Ack, meant I would get rid of porn but keep Video Games.


----------



## fischju (May 9, 2008)

Wait, I would pick to lose porn forever, I think I voted wrong >_


----------



## tinymonkeyt (May 9, 2008)

aiyahh
first its the mob of sex posts 
now an influx of pornn


----------



## SleepingDragon (May 9, 2008)

Are we counting "Skin-emax" at 11pm on Friday nights as porn?


----------



## beedog19 (May 9, 2008)

Pron in a heart beat. I would lead a much more productive life without pron.


----------



## ScuberSteve (May 9, 2008)

SleepingDragon said:
			
		

> Are we counting "Skin-emax" at 11pm on Friday nights as porn?


Is it erotic or tasteful?


----------



## Twiffles (May 9, 2008)

Real Life~
No not Second Life.


----------



## SleepingDragon (May 9, 2008)

You know, that "Red Shoe Diaries" type shit.  Well, if we keep the late night Cinemax and Showtime stuff for TV and Maxim/FHM/Stuff mags, and just lose the hardcore/Playboy, then I would definitely keep the video games.  I have a vivid enough imagination to make up the difference.


----------



## TheStump (May 9, 2008)

so i could never play Mass Effect either?


----------



## ScuberSteve (May 9, 2008)

TheStump said:
			
		

> so i could never play Mass Effect either?


no, you may not.


----------



## TheStump (May 9, 2008)

ScuberSteve said:
			
		

> TheStump said:
> 
> 
> 
> ...


----------



## EJames2100 (May 9, 2008)

I don't need porn, it kinda lost it's effect over me when I got my current girlfriend


----------



## CockroachMan (May 9, 2008)

I have a good imagination.. don't really need porn


----------



## dib (May 9, 2008)

EJames2100 said:
			
		

> I don't need porn, it kinda lost it's effect over me when I got my current girlfriend


A year from now, he'll be on another site saying "I don't need my current girlfriend, she kinda lost her effect on me when I got porn"


----------



## Panzer Tacticer (May 9, 2008)

Porn easily, it's the scab on my day I would rather stop picking at.
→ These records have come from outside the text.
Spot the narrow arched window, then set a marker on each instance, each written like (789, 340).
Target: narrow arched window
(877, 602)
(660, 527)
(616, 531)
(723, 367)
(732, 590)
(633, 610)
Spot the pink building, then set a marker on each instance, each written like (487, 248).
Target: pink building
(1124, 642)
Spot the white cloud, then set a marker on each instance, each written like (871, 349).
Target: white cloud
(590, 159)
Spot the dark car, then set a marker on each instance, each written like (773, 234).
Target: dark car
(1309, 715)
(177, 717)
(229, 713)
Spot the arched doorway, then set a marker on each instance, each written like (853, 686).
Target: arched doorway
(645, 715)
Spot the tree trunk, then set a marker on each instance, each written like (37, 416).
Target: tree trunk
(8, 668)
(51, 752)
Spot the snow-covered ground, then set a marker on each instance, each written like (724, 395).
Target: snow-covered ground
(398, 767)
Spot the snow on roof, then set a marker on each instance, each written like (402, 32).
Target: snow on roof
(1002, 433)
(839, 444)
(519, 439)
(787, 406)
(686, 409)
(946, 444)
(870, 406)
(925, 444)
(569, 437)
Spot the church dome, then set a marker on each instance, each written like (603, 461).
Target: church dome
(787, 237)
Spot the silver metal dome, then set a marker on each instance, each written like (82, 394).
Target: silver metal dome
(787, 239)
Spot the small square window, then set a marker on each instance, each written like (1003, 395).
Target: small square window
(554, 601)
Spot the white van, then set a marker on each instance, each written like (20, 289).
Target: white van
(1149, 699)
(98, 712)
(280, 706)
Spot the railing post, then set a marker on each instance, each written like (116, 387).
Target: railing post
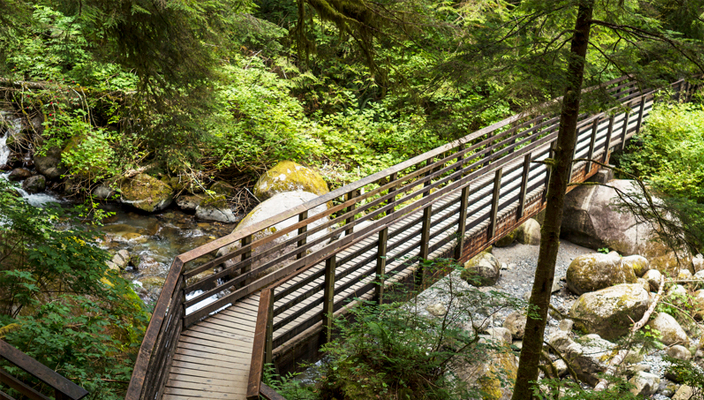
(349, 196)
(592, 143)
(329, 297)
(607, 144)
(302, 217)
(524, 186)
(462, 222)
(495, 203)
(269, 343)
(425, 231)
(380, 270)
(624, 131)
(640, 114)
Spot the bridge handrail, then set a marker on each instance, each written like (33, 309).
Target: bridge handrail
(171, 315)
(63, 388)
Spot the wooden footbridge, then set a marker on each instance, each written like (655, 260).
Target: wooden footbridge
(214, 327)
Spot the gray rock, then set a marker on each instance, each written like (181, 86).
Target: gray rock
(482, 270)
(529, 233)
(610, 312)
(638, 264)
(566, 325)
(671, 331)
(102, 192)
(224, 215)
(516, 324)
(500, 334)
(48, 165)
(653, 277)
(121, 259)
(19, 174)
(189, 203)
(437, 309)
(591, 272)
(275, 205)
(34, 184)
(645, 384)
(679, 352)
(684, 393)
I don't resent playing video games, and to be honest, I can play a video game on a crowded train and not have any problems 
	

	
	
		
		

		
		
	


	




If you chose video games you have my condolences for having no sex life


----------



## deathfisaro (May 9, 2008)

People should stop making polls with "A or B?" as topic title and "What you don't want, A or B?" as poll questions.
Porn has an alternative, which is the real deal. Or porn IS the alternative to the real deal. Either case I'd rather lose porn forever. You don't get to steal cars, shoot people, rape someone, fly in space naked, or whatever else and have a small consequence like a slightly bigger electricity bill.


----------



## Dylan (May 13, 2008)

lose porn cause then all you have to do is play games and get laid.


----------



## Harumy (May 17, 2008)

Video Games


----------



## Elrinth (May 17, 2008)

define video games...
anything to do with a game in electronics?
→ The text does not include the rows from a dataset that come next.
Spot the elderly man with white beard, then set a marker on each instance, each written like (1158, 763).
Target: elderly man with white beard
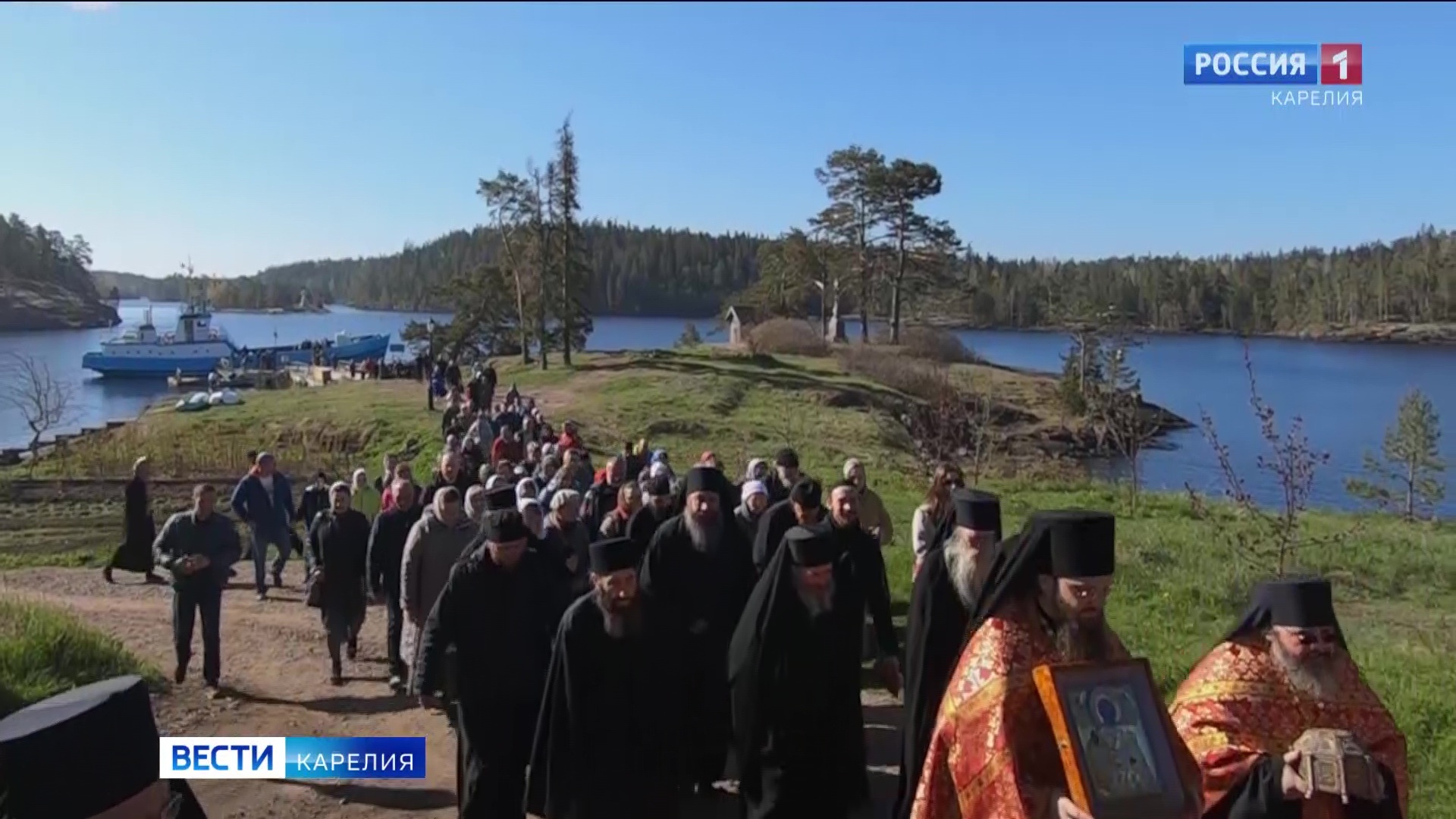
(943, 617)
(794, 670)
(1285, 670)
(606, 742)
(698, 572)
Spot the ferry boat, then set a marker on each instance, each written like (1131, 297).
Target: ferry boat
(194, 349)
(199, 347)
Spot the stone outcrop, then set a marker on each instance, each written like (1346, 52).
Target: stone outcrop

in the future we might not even use electronics for our games.


----------



## distorted.freque (May 17, 2008)

Porn will only give me eye-burn. O_O


----------



## Narin (May 17, 2008)

distorted.frequency said:
			
		

> Porn will only give me eye-burn. O_O


Even Avatar porn?  Just kidding  
	

	
	
		
		

		
		
	


	




But yea, I would go with Video Games over porn any day.  Bah, who needs porn anyways?


----------



## distorted.freque (May 17, 2008)

Narin said:
			
		

> distorted.frequency said:
> 
> 
> 
> ...



D: I think some of my brain cells have just died.

Video games are so much funner anyway. XD

...and yes, I've already been accused on far too many occasions for having such an "innocent" mind. D:


----------



## Narin (May 17, 2008)

distorted.frequency said:
			
		

> ...and yes, I've already been accused on far too many occasions for having such an "innocent" mind. D:


Well, theres nothing wrong with that


----------



## Issac (May 17, 2008)

I'd live without porn... 
Video Games is my true passion, so I wouldn't want to lose that ever.
My goal in life is to make an epic game, so epic that people will cry, become depressed, feel joy, fall in love with characters... I want to make THE game.


I voted no for porn


----------



## gizmo_gal (May 17, 2008)

Its nice to see that not everyone one on the Internet is smutt obsessed and sex-addicts


----------



## GizmoDuck (May 17, 2008)

I have to go with video games, since the majority of porn out there are pretty bad.

Tough decision, though.


----------



## King Zargo (May 17, 2008)

porn nuf said.


----------



## Linkiboy (May 17, 2008)

I'd keep video games, since I have a good imagination.


----------



## Narin (May 17, 2008)

Linkiboy said:
			
		

> I'd keep video games, since I have a good imagination.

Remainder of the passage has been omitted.